Think about a plumber you’ve hired to fit a sink. As they’re putting in the pipe, they can either screw them in properly with brackets or nail them in. The goal is to get the sink in, so nailing is quicker and cheaper.
Same result. Faster process for the customer. Better, right?
Well, if you ever need to do anything with that pipe, like move the sink because you bought a new toilet, you can’t do anything without destroying the wall.
The short-term view to that client is the same either way, but you’re leaving them with a potential future headache.
I believe it’s in our best interest, as well as the company or client’s, to do things in the best way possible. Which means anticipating changes and writing ‘good code’ that solves the current problem, but also is easy to modify and maintain.
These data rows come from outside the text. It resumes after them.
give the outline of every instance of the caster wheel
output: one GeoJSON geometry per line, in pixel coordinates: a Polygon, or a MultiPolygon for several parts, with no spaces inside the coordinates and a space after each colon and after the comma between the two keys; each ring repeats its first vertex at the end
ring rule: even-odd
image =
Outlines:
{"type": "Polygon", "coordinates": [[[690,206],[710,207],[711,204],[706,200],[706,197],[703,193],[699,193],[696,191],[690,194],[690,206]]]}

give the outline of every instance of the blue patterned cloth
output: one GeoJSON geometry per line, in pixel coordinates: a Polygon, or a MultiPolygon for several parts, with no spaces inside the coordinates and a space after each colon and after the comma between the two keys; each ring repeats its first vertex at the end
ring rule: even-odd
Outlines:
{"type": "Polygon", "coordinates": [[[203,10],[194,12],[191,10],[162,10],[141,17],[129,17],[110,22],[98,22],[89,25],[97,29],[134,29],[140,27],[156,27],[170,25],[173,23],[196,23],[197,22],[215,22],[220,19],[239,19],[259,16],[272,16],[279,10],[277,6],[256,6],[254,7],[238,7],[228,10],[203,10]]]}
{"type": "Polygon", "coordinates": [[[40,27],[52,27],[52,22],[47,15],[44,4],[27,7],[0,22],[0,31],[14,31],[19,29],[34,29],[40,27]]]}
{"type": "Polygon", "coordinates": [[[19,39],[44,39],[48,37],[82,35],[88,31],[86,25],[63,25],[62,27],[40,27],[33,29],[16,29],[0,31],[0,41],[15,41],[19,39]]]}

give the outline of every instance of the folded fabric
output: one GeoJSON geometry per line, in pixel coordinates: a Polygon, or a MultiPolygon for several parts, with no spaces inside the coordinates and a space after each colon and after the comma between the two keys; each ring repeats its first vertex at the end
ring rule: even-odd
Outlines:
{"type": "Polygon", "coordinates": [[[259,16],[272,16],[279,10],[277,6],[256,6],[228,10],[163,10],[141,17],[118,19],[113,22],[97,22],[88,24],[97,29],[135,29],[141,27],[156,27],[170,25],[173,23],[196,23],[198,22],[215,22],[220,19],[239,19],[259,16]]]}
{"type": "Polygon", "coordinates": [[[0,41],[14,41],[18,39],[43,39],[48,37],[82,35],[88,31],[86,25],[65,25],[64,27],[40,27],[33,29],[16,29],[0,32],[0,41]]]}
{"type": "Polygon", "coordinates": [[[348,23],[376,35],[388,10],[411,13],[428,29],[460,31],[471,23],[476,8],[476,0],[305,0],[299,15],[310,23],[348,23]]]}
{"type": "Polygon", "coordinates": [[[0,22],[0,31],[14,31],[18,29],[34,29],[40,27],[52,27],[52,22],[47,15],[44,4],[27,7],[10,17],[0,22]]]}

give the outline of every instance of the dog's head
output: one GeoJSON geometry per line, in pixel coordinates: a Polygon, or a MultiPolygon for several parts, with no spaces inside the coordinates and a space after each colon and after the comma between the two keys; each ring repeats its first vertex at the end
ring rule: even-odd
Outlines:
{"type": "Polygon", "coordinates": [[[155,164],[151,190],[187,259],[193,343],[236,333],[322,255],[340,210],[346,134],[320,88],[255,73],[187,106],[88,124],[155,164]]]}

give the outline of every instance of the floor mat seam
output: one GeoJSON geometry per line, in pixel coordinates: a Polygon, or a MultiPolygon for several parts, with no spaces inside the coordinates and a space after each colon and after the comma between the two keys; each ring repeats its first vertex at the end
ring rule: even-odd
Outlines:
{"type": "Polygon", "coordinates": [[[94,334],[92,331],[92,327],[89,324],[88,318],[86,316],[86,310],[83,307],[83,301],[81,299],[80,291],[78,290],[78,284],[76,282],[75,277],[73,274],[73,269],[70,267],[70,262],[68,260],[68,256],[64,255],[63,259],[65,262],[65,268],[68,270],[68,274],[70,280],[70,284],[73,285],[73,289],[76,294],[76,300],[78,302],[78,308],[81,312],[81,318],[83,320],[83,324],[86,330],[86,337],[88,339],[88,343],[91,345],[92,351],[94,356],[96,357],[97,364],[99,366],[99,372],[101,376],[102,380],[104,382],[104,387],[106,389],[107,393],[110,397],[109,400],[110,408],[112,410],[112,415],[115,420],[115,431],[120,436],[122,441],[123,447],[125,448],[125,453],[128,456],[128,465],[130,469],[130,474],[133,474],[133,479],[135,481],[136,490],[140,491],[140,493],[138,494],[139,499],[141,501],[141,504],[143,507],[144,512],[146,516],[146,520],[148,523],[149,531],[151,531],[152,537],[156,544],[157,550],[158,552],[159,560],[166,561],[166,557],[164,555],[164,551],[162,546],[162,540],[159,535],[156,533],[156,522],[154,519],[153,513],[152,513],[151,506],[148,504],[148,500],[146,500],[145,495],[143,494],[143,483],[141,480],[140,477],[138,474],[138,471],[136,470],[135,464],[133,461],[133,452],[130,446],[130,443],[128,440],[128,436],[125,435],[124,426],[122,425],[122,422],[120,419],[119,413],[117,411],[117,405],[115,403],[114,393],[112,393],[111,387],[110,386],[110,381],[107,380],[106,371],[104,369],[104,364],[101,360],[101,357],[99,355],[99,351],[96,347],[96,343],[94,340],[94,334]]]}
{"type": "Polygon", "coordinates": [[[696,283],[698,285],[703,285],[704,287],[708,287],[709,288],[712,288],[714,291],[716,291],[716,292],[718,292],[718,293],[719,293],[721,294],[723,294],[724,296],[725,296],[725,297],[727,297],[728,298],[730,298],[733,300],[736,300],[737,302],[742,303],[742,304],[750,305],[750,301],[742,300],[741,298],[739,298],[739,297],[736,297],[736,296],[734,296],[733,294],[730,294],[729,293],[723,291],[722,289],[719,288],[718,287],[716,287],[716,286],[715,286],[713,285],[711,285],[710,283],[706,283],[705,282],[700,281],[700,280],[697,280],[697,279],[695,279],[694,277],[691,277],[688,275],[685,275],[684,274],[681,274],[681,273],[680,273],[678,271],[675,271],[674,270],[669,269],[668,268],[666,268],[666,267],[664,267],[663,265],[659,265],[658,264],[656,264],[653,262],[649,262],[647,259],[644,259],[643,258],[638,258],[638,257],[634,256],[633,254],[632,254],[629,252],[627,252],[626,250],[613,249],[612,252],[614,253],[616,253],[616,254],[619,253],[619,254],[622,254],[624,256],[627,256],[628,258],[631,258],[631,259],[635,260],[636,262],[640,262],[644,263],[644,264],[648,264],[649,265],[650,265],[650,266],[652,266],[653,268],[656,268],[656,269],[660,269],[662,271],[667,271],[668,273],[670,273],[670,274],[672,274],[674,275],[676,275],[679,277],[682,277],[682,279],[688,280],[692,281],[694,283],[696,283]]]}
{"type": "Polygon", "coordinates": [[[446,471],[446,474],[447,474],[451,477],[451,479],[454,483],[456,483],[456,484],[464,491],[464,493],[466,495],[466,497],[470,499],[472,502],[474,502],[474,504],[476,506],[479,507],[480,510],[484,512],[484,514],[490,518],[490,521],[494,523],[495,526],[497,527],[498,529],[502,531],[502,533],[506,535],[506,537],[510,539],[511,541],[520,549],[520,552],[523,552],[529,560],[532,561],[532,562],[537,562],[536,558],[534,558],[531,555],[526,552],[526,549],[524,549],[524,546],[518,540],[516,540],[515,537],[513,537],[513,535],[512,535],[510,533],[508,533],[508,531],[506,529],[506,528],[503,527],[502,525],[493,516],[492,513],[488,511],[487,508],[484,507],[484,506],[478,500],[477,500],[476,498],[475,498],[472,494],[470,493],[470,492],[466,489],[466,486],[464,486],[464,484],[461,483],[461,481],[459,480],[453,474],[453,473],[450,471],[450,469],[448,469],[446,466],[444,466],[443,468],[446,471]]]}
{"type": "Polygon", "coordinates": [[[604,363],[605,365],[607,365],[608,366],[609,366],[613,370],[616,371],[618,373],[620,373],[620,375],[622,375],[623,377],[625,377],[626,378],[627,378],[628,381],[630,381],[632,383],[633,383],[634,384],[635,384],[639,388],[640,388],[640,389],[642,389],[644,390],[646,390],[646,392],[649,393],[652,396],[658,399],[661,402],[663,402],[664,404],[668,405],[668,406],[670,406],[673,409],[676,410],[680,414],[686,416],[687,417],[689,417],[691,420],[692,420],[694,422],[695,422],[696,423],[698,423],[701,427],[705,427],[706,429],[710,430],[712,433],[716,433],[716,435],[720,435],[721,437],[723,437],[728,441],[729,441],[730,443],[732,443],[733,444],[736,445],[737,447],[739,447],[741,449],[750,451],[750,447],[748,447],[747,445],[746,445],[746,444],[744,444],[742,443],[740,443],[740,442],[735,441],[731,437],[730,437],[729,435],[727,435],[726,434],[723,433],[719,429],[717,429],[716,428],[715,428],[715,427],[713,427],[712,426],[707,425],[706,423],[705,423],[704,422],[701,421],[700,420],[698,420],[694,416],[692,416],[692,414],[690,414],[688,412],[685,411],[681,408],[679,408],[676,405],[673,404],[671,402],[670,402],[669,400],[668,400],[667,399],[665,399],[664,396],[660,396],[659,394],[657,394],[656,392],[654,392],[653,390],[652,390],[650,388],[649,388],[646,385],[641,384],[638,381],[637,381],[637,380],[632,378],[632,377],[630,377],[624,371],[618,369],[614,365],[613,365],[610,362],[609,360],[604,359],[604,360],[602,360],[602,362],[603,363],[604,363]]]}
Although there’s always the risk that code might get thrown out entirely at some point, ‘good code’ that has been properly thought out will be much easier and faster to make changes to, and as a result, less likely to be thrown out and rewritten.
Plus, the more you write good code, the easier it is to write, the better your code gets over time. You’re not just investing in the product, but in yourself as a member of the team and an asset to the company.
So, does ‘good code’ matter?
It matters to you.
Sometimes the company goal is not killing people. So it’s easy to make the decision between speed and quality. Other times it’s a balancing act of not screwing over your teammates while also keeping higher-ups happy.
The good code you wrote a year ago should be your bad code today. Otherwise you aren’t progressing. If you’re writing what you consider to be bad code you aren’t learning, you’re being lazy.
Writing what you think is good code, which also does what it needs to in the best way possible, means you’re at least trying.
Maybe you’re making mistakes. Maybe there are bugs. Maybe you’re making some sacrifices in the name of speed and changes to the market. But you’re progressing. You’re creating code that lives up to your own standard and will be in a good place for the changes waiting for you around the corner.